PEOPLE - Joanne Rae M. Ramirez - The Philippine Star
Three Identical Strangers: What if you bumped into a lookalike on the street?
Seeing triple.
netflix.com

Streaming on Netflix is the documentary Three Identical Strangers, the story of triplets placed in three different homes by an adoption agency purportedly because no one else wanted to adopt triplets. One baby was given to an affluent family, another to a middle-class family and the third to a blue-collar family.

The documentary’s director, Tim Wardle, won the Directors Guild of America Award for Outstanding Directorial Achievement in Documentary for this film.

The documentary begins one fine day, when one of the triplets, Bobby, then 19, shows up at a college where everybody seems to know him well and calls him “Eddy,” it was almost bizarre. Perplexed, he looks for this “Eddy” and finds out he has a twin! Voila! The story makes it to the front pages and a third boy, David, shows up.  They become a sensation, appearing on the front pages, having a cameo at a Madonna movie, and being interviewed like celebrities by Tom Brokaw and Phil Donahue, no less. They were an endearing oddity. People found cute how the triplets shared mannerisms, smoked the same cigarettes and at one time in their lives, were all wrestlers. Together, they opened a restaurant in Manhattan, and there was a beeline for seats.

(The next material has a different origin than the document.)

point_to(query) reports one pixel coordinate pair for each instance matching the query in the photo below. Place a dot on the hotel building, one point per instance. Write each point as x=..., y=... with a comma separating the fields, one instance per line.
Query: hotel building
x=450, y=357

Who’s Eddy? Who’s Bobby? Who’s David?

But somehow, the euphoria of their reunion slowly dissipated like bubbles. Their fairy tale slowly unraveled into reality.

“What began as a miraculous fairy tale — three long-lost brothers stumble upon one another through sheer happenstance! — has since devolved into a dark tale of deception and inhumanity,” says the Los Angeles Times.

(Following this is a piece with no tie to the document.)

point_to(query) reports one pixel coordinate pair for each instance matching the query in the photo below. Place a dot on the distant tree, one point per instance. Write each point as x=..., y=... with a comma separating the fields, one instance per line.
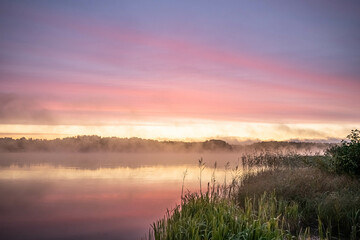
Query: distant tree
x=345, y=158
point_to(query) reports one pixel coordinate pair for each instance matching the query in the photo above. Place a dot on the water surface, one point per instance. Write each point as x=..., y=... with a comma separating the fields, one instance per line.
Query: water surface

Sadly, the triplets also had similar struggles with mental illness growing up: all three displayed separation anxiety, banging their heads against the bars of their cribs; all three experienced depression at times, and all three made visits to psychiatric hospitals as teenagers.

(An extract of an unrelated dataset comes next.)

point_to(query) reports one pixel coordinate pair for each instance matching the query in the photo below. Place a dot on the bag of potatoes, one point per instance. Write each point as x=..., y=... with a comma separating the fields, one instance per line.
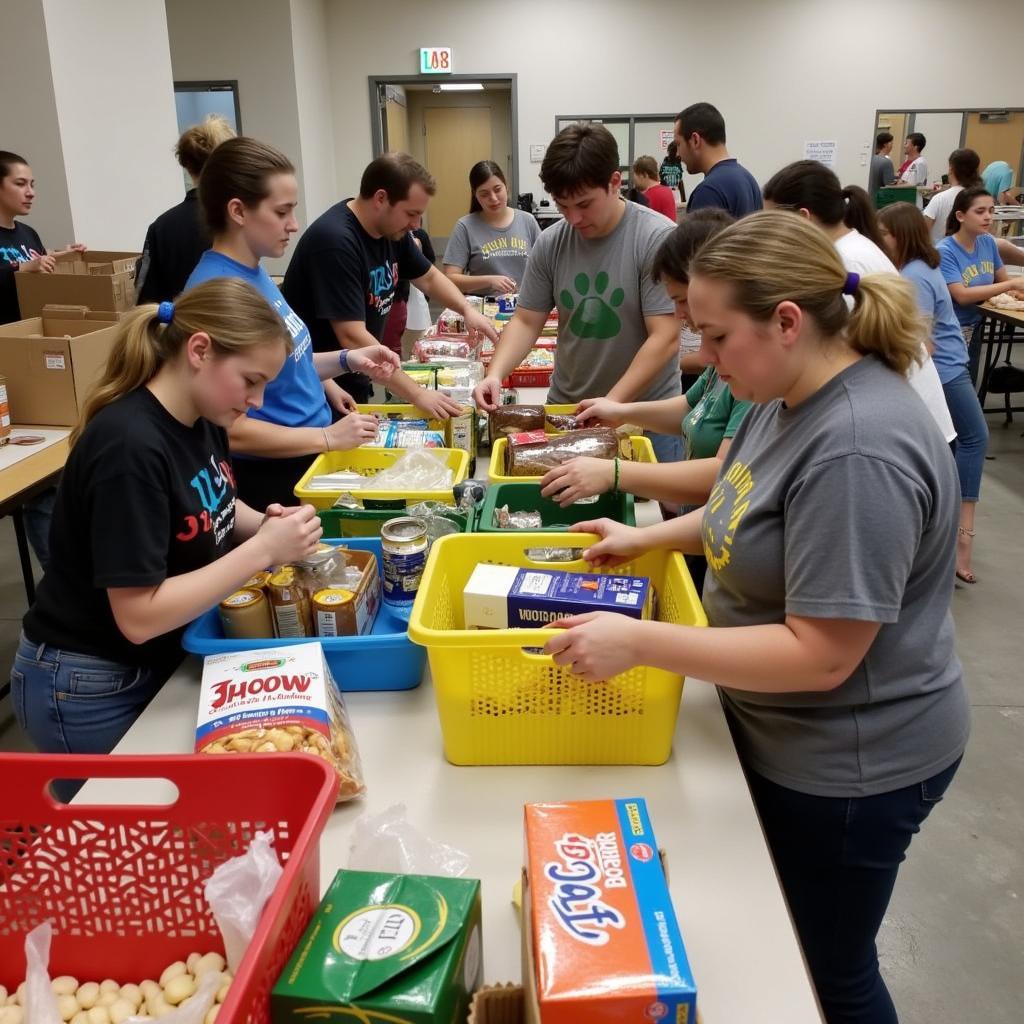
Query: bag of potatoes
x=273, y=700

Why were the triplets separated at infancy? The documentary posits that a prominent child-placement agency for Jewish families may have intentionally separated a number of twins and multiple-birth siblings and placed them in homes of different socio-economic levels for research. The triplets, it turns out, were like “lab rats” (to quote one of the triplets) in a social experiment on nature vs. nurture. If you were raised by a rich family, would you also end up rich? How about if you were raised by a grocer? With the adoptive parents’ consent, the kids were monitored for 15 years ostensibly by a team of researchers wanting to know how adopted children fare in their new families. Coincidentally all three boys had a 21-year-old sister, also adopted.

“We’ve been called ‘subjects.’ We’re victims. There’s a big difference,” one of the brothers says in the documentary. “I don’t want to play off like we’re horribly injured people now as adults — we have families, we have children — we’re relatively normal people. But they treated us like lab rats. Nothing more. And we’re human beings.”

One family member of one of the boy’s adopted families was quoted as saying, “coming from the Holocaust, our family has a knowledge that when you play with humans... (things turn out) very wrong.”

“As the film explains, a psychiatrist and psychoanalyst named Dr. Peter B. Neubauer wanted to solve the mystery of nature vs. nurture and decided to use children put up for adoption as guinea pigs for his research,” according to an online article published by the Institute for Family Studies.

Some experts believe that keeping siblings together when adopted has a positive effect on the children.

Dr. Vicki Belo says that though she was adopted by an aunt, she grew up in the same compound as her biological siblings, stayed with them the whole day, and went home to her adoptive parents at night.

Back to Bobby, Eddy and David. Even if their birth mother wasn’t able to take care of them, experts believe the boys could have been put up for adoption together as a trio, which would have reduced some of their “nature-disrupted challenges.”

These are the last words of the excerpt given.